A cool effect of Black Holes is that if you had Liv Tyler waving to you on the Hawaii Luau Beach of the earth and you, studly Ben Affleck you, were slowly flying off toward the Event Horizon of the Black Hole that was World War II, she would be waving to you for the rest of her life and then some, because, due to the dual optical illusion of curved space and the time it takes said light to actually get to her sad cow eyes here on earth, she would never see you cross the threshold of the Black Hole, but merely watch you get tinier and tinier. You though, stud, would actually have been crushed long before you ever reached the Event Horizon, being ripped slowly apart cold and lonely in space long before you reached the Black Hole Singularity (the center of the Black Hole) by gravity worse than any Zero fighter plane piloted by an under-trained and over-amphetamined teenage Kamikaze pilot ever produced while crashing into the sea, earth or otherwise.

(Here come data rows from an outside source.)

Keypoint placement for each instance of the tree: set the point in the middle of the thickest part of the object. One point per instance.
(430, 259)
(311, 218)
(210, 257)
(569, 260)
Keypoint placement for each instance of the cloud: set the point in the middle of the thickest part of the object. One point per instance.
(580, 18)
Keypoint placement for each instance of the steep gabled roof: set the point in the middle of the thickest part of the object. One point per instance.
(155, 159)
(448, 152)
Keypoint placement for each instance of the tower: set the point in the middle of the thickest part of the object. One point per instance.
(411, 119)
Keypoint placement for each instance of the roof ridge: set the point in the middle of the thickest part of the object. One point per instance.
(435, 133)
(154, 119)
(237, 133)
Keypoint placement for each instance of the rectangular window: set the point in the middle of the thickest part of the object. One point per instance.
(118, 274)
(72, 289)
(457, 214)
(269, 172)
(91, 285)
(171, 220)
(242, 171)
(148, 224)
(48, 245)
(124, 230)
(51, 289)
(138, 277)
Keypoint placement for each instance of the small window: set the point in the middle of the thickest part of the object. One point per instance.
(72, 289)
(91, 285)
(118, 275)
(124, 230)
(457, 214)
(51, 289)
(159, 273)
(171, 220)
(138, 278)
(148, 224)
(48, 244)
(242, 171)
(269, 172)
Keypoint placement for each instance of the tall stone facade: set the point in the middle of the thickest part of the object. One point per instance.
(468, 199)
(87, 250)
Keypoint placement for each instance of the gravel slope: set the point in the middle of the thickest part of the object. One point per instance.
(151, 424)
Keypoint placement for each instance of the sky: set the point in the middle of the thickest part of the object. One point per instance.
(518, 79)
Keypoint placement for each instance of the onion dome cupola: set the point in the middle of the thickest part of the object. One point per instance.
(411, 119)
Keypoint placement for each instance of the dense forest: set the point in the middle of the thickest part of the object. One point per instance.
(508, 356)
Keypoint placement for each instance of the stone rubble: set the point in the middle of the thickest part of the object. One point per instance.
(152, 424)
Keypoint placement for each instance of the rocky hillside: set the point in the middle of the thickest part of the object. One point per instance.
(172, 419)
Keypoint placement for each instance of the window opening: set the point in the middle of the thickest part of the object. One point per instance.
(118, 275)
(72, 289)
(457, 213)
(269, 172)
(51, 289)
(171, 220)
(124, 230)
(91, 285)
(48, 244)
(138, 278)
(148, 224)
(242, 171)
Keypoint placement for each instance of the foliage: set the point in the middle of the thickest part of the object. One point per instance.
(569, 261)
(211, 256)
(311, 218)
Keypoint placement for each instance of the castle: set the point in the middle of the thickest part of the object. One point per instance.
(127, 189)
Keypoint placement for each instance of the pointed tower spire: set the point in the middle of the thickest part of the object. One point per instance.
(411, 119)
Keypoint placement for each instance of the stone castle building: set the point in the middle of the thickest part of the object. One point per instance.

So what does all this have to do with Tokyo, Photography, and you? Is life-affirming Film and its antithesis (what is the antithesis of Film…Nonfilm…how could that be? I just blew my mind!), the Black Hole of Film? Nay, starman. Sit your burnt sienna ass down ass down Maxmillian. The fact is that to many of the infinite Afflecks floating through Tokyo-space toward their inevitable doom at the of hands of inescapable Kabukicho Yakuza gravity, the death knell of the Event Horizon represents only one microscopically possible future rather than a fixed boundary. Are we wrong to deny destiny? Are we perverse to fuck with fate? Do we deserve to be hose whipped? Most likely yes, but we may enjoy it. It’s your choice but just so you know, 5 out of 6 theoretical physicists agree, let the Tokyo Beats be your guide to the illimitable and untold cosmogonies Tokyo has to behold. Mahalo.